Beauty shop in PailinLom Orng has run modest micro-credit programs with many of its training projects. We are believers in micro-credit, but only when it is tied to something concrete such as vocational training - that is, when the recipient has a resource with which to complement the cash, and multiply it. (Micro-credit handed out widely, on a commercial basis, can be disastrous in our experience.)

 

Moneylenders in Cambodia charge high interest rates, and most of our graduates do not qualify for bank loans as they lack collateral. So our micro-credit program provides them with capital to start their own businesses - usually by stocking up on parts and stock. Whilst the majority of graduates do not need micro-credit, it allows those who do to get business cashflow moving early on; and gives them an advantage over their competition.

 

Graduates go through a stringent screening process before they are loaned money, to assess their ability to repay. Typically only four or five of 10 applicants will be successful.

 

The program assists hundreds of individuals across the country with low-interest business loans.

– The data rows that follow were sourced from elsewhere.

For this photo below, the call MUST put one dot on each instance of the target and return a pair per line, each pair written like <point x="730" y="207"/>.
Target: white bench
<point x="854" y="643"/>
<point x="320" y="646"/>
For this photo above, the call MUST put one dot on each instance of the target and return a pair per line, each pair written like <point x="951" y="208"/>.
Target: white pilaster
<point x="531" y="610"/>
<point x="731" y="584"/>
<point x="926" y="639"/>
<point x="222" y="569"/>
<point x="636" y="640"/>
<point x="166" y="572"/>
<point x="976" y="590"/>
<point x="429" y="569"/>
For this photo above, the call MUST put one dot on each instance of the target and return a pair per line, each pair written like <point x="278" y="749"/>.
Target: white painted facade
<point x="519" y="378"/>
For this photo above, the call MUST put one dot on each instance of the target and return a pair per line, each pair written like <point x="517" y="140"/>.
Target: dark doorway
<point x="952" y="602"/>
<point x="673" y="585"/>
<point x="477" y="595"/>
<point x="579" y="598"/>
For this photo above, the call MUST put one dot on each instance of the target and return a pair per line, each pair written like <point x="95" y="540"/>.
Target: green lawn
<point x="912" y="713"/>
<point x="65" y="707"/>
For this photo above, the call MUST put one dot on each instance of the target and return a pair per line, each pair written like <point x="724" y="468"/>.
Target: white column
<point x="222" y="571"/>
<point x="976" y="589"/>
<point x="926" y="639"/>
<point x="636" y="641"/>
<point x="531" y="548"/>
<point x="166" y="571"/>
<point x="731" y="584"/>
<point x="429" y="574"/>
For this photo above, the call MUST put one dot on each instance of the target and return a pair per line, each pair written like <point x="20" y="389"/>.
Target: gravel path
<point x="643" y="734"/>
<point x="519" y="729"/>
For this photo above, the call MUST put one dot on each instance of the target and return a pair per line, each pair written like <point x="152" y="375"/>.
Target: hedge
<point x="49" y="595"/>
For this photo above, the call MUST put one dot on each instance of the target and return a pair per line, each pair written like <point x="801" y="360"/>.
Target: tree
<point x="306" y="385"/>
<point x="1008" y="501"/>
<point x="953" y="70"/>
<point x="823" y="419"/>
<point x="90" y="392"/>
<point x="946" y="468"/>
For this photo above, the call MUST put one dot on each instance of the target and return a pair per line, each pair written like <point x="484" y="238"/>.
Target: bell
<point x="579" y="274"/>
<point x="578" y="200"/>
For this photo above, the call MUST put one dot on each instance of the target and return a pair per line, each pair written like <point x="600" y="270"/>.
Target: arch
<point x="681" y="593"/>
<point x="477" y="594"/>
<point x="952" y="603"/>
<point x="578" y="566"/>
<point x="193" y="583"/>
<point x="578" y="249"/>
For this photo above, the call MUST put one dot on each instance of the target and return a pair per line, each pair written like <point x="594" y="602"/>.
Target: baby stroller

Eighty-three groups (containing over 500 graduates) receive group loans along the lines of the Grameen Bank system in Bangladesh.

 

Loans are for up to three years, and are often in the $150 to $300 range.

 

Some loans go to non-disabled people too, to prevent jealousy about 'special' treatment of the disabled, and simply to put more cash into local communities - some of which will end up in our graduates' tills.

 

The provincial Lom Orng micro-credit schemes were established with the assistance of the Kadoorie Charitable Foundation, Terre des Hommes, the Canadian International Development Agency, and other donors. But after Year One of a micro-credit scheme, repayments generally finance new loans, to other graduates: the scheme soon becomes financially self-sustaining. This removes the need for perpetual donors.

 

Since 2006, Lom Orng has been advised on the scheme by Angkor Micro-Credit Kumpuchea (AMK), the second-largest micro-finance institution in Cambodia.

 

Of the 512 loans made between 2000 and 2009, only 33 borrowers were unable to repay 100% of the loan.